Sociedad Española de Precios Únicos, S.A.
- Company type: Sociedad Anónima
- Industry: Retail
- Founded: Barcelona, Spain (January 11, 1934)
- Founder: Henry Reisembach; Edouard Worms;
- Defunct: 2002
- Area served: Zaragoza, Barcelona, Madrid

= SEPU =

Sociedad Española de Precios Únicos, S.A. (SEPU) was Spain's first department store. SEPU was founded in Barcelona 9 January 1934, by Swiss citizens of Jewish origins, Henry Reisembach and Edouard Worms; it later opened branches in Madrid and Zaragoza. Their slogan was "Quien calcula compra en SEPU" ("Who calculates buys at SEPU").

During the Second Spanish Republic, SEPU was attacked by the Falangist newspaper Arriba, and its premises were physically attacked by Falangists and their sympathizers.
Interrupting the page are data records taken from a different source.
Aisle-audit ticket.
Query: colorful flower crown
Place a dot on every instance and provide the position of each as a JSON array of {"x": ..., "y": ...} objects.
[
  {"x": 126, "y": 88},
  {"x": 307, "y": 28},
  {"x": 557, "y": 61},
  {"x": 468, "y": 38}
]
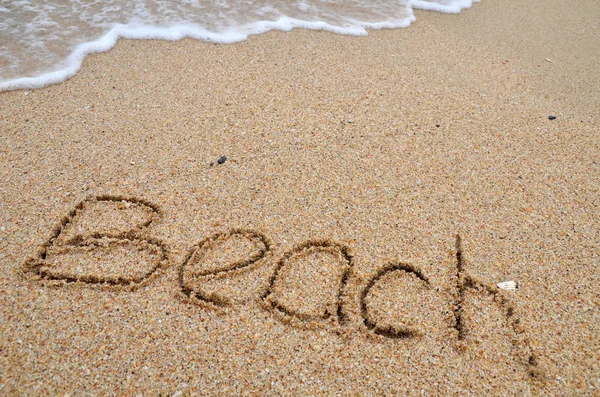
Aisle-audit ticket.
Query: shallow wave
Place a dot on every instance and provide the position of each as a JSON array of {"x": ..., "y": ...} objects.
[{"x": 46, "y": 41}]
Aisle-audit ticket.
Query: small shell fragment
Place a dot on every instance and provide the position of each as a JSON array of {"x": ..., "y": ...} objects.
[{"x": 508, "y": 285}]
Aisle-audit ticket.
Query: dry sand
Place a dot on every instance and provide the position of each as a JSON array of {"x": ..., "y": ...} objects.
[{"x": 321, "y": 257}]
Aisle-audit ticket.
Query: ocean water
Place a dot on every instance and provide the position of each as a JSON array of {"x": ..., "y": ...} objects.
[{"x": 44, "y": 42}]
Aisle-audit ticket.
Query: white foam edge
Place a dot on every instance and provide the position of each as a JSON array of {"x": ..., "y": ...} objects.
[
  {"x": 454, "y": 7},
  {"x": 177, "y": 32}
]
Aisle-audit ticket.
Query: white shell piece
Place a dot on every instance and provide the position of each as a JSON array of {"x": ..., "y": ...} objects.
[{"x": 508, "y": 285}]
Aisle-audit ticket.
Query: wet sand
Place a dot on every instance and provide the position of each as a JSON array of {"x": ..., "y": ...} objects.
[{"x": 321, "y": 257}]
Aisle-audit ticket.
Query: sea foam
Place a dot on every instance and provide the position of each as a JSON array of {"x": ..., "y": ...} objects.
[{"x": 44, "y": 42}]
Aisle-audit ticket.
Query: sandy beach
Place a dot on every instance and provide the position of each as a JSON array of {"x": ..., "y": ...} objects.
[{"x": 305, "y": 213}]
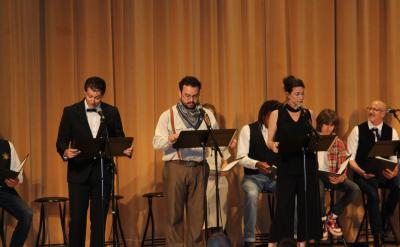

SEPU was purchased in 2000 by Australian retailer Rodd Partridge; it was a failing company at the time. The company closed in 2002 because of previous management's massive undisclosed accumulated tax debts. These could not be negotiated, and the company was forced to close.

The popular SEPU stores were full of customers for the closing-down sale, police had to erect barricades to control the crowds.